504 EAS individuals from 1000 Genomes Project Phase 3 version 5

  • CHB: Han Chinese in Beijing, China
  • JPT: Japanese in Tokyo, Japan
  • CHS: Southern Han Chinese
  • CDX: Chinese Dai in Xishuanagbanna, China
  • KHV: Kinh in Ho Chi Minh City, Vietnam

Url: http://ftp.1000genomes.ebi.ac.uk/vol1/ftp/release/20130502/

Genome build: human_g1k_v37.fasta (hg19)

Genotype Data Processing

  • Selected only autosomal variants
  • Split multi-allelic variants
  • Variants were normalized
  • Remove duplicated variants
  • Selected only SNP (ATCG)
  • Selected 2% rare SNPs (plink --mac 2 --max--maf 0.01 --thin 0.02)
  • Selected 15% common SNPs (plink --maf 0.01 --thin 0.15)
  • Converted to plink bed format and merged to a single file
  • Randomly added some missing data points

Download

Note

The sample dataset 1KG.EAS.auto.snp.norm.nodup.split.rare002.common015.missing.zip has been included in 01_Dataset when you clone the repository. There is no need to download it again if you clone this repository.

You can also simply run download_sampledata.sh in 01_Dataset and the dataset will be downloaded and decompressed.

./download_sampledata.sh

Sample dataset is currently hosted on Dropbox which may not be accessible for users in certain regions.

or you can manually download it from this link.

Unzip the dataset unzip -j 1KG.EAS.auto.snp.norm.nodup.split.rare002.common015.missing.zip, and you will get the following files:

1KG.EAS.auto.snp.norm.nodup.split.rare002.common015.missing.bed
1KG.EAS.auto.snp.norm.nodup.split.rare002.common015.missing.bim
1KG.EAS.auto.snp.norm.nodup.split.rare002.common015.missing.fam

Phenotype Simulation

Phenotypes were simply simulated using GCTA with the 1KG EAS dataset.

gcta  \
  --bfile 1KG.EAS.auto.snp.norm.nodup.split.rare002.common015 \
  --simu-cc 250 254  \
  --simu-causal-loci causal.snplist  \
  --simu-hsq 0.8  \
  --simu-k 0.5  \
  --simu-rep 1  \
  --out 1kgeas_binary
$ cat causal.snplist
2:55620927:G:A 3
8:97094292:C:T 3
20:42758834:T:C 3
7:134326056:G:T 3
1:167562605:G:A 3

Warning

This simulation is just used for showing the analysis pipeline and data format. The trait was simulated under an unreal condition (effect sizes are extremely large) so the result itself is meaningless.

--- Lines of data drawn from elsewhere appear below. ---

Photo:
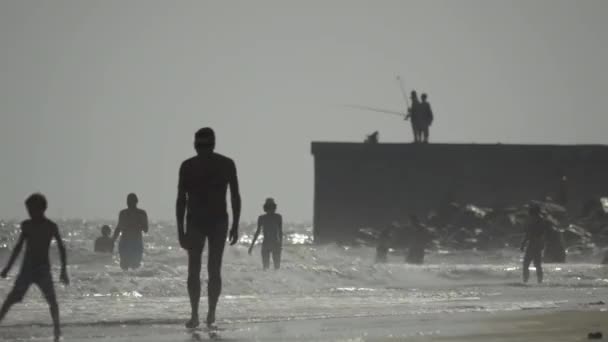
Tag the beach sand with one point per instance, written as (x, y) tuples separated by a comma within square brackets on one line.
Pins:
[(505, 326)]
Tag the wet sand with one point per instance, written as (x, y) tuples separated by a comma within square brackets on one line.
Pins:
[(541, 325)]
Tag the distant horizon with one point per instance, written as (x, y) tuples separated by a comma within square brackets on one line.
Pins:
[(101, 99)]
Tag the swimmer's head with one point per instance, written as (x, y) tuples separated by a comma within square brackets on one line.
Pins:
[(204, 140), (270, 206), (534, 210), (132, 200), (36, 205), (106, 231)]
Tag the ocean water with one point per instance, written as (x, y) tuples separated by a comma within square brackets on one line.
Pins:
[(314, 282)]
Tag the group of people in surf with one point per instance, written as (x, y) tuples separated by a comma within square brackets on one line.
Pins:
[(538, 234), (202, 217), (133, 222)]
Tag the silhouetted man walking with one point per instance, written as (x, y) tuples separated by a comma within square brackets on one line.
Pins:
[(132, 223), (426, 119), (534, 242), (203, 182)]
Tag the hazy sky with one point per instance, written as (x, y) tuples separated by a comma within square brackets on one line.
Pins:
[(102, 98)]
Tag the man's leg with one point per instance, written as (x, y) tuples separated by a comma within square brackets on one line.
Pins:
[(539, 267), (276, 257), (8, 303), (194, 283), (526, 266), (15, 296), (48, 290), (425, 134), (217, 242)]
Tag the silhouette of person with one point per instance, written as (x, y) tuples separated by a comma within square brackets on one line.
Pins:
[(36, 234), (202, 186), (271, 224), (132, 222), (418, 239), (372, 138), (534, 242), (414, 116), (104, 243), (426, 118)]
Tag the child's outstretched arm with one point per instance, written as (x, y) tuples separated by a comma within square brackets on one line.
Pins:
[(63, 255), (13, 257), (118, 228), (255, 236), (281, 230), (145, 222)]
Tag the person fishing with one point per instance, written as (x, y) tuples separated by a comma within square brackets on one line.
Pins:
[(132, 223), (414, 115), (425, 120)]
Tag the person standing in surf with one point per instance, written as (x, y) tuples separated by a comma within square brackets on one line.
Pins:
[(534, 242), (271, 224), (132, 223), (201, 199)]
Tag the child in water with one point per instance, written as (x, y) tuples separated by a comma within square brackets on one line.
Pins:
[(104, 243), (36, 234), (272, 225)]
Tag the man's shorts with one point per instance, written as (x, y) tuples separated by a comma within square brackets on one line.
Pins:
[(216, 233), (42, 278)]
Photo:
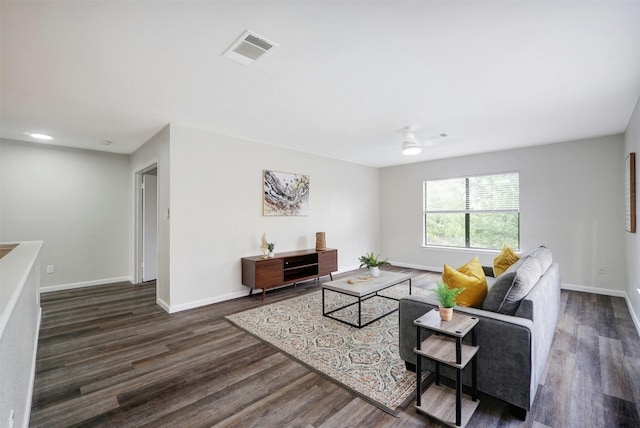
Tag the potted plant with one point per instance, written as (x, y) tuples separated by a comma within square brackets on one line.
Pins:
[(447, 298), (372, 263)]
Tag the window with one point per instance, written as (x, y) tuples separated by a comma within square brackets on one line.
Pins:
[(473, 212)]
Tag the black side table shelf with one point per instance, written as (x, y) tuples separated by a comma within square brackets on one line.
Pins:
[(445, 347)]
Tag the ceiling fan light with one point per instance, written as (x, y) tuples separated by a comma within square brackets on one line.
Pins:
[(411, 148)]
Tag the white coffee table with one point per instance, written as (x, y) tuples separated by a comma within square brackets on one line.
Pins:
[(363, 291)]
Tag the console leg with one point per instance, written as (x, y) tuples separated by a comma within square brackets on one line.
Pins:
[(518, 412)]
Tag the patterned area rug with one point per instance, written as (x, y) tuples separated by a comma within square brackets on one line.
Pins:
[(364, 360)]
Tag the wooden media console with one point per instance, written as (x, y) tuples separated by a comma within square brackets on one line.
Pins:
[(287, 268)]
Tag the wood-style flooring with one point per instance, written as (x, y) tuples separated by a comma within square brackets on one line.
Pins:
[(109, 356)]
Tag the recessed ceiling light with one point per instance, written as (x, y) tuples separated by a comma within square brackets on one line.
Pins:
[(41, 136)]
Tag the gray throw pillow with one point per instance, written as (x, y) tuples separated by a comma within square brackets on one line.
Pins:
[(515, 283)]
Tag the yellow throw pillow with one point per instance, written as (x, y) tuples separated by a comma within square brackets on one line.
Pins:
[(503, 260), (471, 277)]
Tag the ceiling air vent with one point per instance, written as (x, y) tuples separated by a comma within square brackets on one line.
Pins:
[(249, 48)]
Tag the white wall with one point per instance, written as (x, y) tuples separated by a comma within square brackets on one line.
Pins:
[(571, 200), (76, 201), (216, 211), (19, 329), (155, 151), (632, 240)]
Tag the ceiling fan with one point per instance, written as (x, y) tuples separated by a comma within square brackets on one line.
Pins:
[(412, 146)]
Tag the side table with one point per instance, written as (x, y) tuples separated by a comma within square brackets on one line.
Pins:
[(445, 346)]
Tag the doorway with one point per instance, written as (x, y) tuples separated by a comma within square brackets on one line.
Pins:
[(146, 236), (150, 225)]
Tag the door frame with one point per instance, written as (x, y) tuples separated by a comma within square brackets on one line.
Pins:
[(138, 222)]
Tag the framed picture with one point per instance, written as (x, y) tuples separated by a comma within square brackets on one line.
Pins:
[(285, 194), (630, 193)]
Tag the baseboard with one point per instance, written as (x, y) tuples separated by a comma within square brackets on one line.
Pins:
[(164, 305), (634, 317), (421, 267), (61, 287), (32, 375), (209, 301), (585, 289)]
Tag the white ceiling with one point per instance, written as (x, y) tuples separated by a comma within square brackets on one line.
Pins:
[(346, 78)]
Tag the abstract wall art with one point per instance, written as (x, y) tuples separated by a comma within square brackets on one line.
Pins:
[(285, 194)]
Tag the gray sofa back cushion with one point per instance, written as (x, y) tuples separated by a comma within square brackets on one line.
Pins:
[(515, 283)]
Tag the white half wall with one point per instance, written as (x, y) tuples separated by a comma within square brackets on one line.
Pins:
[(76, 201), (155, 151), (216, 211), (571, 200), (19, 330), (632, 240)]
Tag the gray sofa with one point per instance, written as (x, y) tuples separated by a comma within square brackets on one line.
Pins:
[(516, 327)]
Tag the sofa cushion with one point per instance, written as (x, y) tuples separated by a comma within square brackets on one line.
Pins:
[(503, 260), (515, 283), (470, 276)]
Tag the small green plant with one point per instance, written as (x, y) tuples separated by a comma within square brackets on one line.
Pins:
[(371, 260), (447, 296)]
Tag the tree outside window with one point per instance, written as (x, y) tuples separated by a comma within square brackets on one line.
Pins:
[(473, 212)]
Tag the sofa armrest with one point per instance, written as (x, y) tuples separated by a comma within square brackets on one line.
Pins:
[(504, 356)]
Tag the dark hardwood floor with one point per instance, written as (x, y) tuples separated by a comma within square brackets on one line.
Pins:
[(109, 356)]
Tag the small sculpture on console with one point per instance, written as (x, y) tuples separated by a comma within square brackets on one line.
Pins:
[(265, 246)]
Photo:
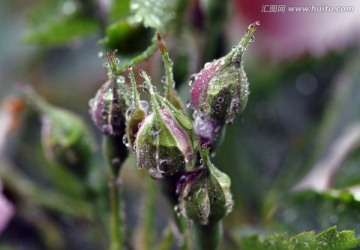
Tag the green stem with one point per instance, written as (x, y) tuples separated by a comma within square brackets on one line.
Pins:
[(115, 153), (208, 236), (146, 228), (169, 190), (117, 235)]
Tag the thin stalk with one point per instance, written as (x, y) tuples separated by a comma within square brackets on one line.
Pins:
[(169, 191), (208, 236), (115, 153), (117, 239), (170, 92), (146, 228)]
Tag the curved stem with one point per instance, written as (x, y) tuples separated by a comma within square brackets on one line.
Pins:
[(115, 153), (168, 188), (208, 236), (117, 235)]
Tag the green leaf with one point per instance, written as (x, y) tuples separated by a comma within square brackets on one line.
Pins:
[(58, 23), (156, 14), (328, 239)]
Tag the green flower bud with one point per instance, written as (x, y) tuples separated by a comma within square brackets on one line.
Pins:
[(135, 114), (164, 143), (170, 92), (221, 89), (205, 195), (108, 107), (65, 138)]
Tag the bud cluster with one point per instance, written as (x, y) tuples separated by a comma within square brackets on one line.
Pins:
[(220, 91), (165, 140)]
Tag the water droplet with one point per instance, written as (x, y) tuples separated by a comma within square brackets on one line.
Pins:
[(164, 164), (125, 141), (154, 132), (115, 161), (128, 113), (144, 105), (104, 113), (192, 78), (155, 174), (107, 129), (91, 102), (120, 79), (163, 79)]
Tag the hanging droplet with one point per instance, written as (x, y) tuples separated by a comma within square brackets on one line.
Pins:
[(144, 105), (125, 141), (155, 174), (120, 79)]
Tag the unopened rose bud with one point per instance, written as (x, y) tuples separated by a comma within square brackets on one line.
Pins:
[(110, 103), (164, 143), (135, 114), (205, 196), (66, 139), (221, 89)]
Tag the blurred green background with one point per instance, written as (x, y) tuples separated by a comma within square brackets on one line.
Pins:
[(293, 155)]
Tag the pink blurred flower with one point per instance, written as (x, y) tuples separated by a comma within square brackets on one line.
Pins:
[(292, 28)]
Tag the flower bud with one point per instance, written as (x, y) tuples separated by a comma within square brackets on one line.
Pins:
[(108, 107), (135, 114), (221, 89), (207, 129), (204, 193), (66, 139), (164, 143), (170, 92)]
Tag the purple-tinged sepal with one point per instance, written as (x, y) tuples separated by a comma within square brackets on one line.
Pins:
[(204, 193), (110, 103), (220, 90), (163, 144), (65, 138)]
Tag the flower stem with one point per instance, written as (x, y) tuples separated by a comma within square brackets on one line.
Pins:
[(208, 236), (169, 191), (116, 219), (115, 153)]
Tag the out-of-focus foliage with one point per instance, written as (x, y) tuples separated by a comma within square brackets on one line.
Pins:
[(293, 155), (328, 239)]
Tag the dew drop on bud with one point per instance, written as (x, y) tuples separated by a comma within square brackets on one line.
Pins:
[(107, 129), (144, 105), (163, 79), (91, 102), (120, 79), (125, 141), (192, 78), (155, 174), (115, 161)]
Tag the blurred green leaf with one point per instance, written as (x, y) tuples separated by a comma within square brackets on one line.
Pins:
[(328, 239), (59, 22), (157, 14)]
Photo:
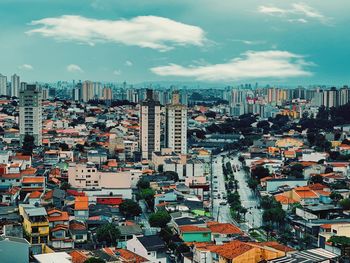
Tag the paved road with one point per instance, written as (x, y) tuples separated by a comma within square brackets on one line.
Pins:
[(221, 213), (248, 198)]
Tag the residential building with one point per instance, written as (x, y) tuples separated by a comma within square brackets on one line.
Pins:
[(150, 126), (176, 125), (30, 113)]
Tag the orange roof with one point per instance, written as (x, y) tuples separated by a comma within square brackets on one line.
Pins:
[(232, 250), (48, 195), (22, 157), (284, 199), (306, 194), (224, 228), (278, 246), (63, 216), (193, 229), (78, 256), (81, 203), (128, 256), (317, 186), (33, 179), (35, 194), (13, 190), (11, 176)]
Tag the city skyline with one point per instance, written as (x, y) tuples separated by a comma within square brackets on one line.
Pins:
[(286, 43)]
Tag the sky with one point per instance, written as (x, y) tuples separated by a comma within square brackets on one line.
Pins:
[(203, 41)]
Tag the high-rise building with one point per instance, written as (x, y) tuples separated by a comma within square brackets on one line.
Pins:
[(107, 94), (150, 125), (3, 85), (87, 92), (176, 125), (30, 113), (15, 85)]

Allele frequency and Effect size

image

Reference

  • 1000 Genomes Project Consortium. (2015). A global reference for human genetic variation. Nature, 526(7571), 68.
  • Yang, J., Lee, S. H., Goddard, M. E., & Visscher, P. M. (2011). GCTA: a tool for genome-wide complex trait analysis. The American Journal of Human Genetics, 88(1), 76-82.